More fool you if you did because it looks like he was bang on the money, if you’ll excuse the phrase. Even ahead of the announcement of the next price cap, expected from industry regulator Ofgem on August 26, analysts were saying bills will indeed cross the £3000 threshold and reach a cap of £3582. Indeed last week energy consultants Cornwall Insight said thy expected the energy price cap to hit £4266 in January and stay there for the first quarter of 2023.

Back on the Newsnight sofa, Lewis was still talking. “Let’s be plain, it is going to be a very, very bleak winter,” he told Wark. “We are getting close – I have said this before – to a position of civil disobedience in this country … I just give a warning now, you cannot spend too long on this. We have a genuine catastrophic crisis hitting 10 million people potentially moving into severe levels of poverty. We haven’t got enough time.”

Civil disobedience? Blimey.

Now here we are approaching the end of August and, yes, people are starting to panic. Martin Lewis has dropped a ‘Truth Bomb’, as some are calling it, and people are finally starting to take notice. Heads are slowly coming out of the sand and governmental bums are gradually plopping onto governmental chairs around governmental conference tables. Things are finally starting to happen.

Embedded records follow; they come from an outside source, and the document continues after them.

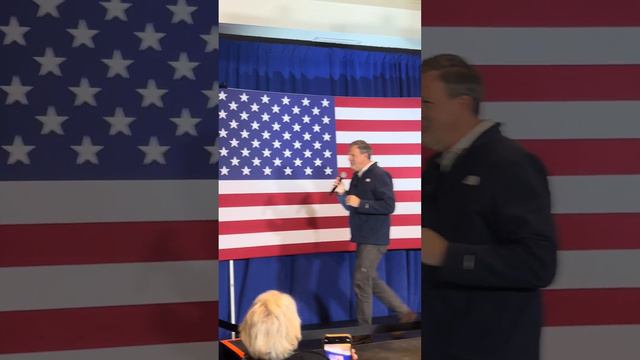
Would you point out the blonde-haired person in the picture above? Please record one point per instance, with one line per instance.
(271, 329)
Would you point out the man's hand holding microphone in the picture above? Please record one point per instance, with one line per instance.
(338, 187)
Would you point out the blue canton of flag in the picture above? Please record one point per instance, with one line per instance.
(267, 135)
(108, 90)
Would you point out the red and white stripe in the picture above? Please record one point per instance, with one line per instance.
(108, 269)
(284, 217)
(562, 77)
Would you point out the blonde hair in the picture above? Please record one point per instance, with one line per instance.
(271, 329)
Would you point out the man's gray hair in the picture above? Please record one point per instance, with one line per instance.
(363, 146)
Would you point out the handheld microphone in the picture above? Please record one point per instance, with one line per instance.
(342, 176)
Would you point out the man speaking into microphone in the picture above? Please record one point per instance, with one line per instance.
(370, 203)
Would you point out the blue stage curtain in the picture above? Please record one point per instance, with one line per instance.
(320, 283)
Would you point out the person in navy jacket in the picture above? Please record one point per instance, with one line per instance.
(370, 202)
(488, 235)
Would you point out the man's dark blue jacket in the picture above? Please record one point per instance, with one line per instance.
(370, 222)
(493, 206)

Slowly, mind. Chancellor Nadhim Zahawi, who’s unlikely to still be in the job when the clocks go back, did meet with power companies late last week but nothing much came of it. There will be options, he said. They will be ready to go come October, he said. Deputy First Minister John Swinney, standing in for Kate Forbes during her maternity cover, was clearly frustrated. Pull your ******* finger out, he said. Or words to that effect. On Friday, meanwhile, The Herald revealed that energy consultant Auxilione is now estimating a typical use figure of £5038 kicking in from April. Kick being the operative word there. Frazer Scott of Energy Action Scotland is warning of “a humanitarian disaster” and there are fears that the number of excess deaths could be high.

Prime Ministerial contenders Liz Truss and Rishi Sunak don’t seem to have heard much of this. Sure they pay lip service to the problem but they’re still too fixated on their no-holds-barred, war-on-woke Tory party cage fight to give it any head space. Which is why it has been left to Martin Lewis, the people’s consumer champion, to lead the charge and sound the alarm. This he has done regularly and stridently and in language which has veered into the agricultural from time to time.

Or that just me cheering him on and shouting at the telly?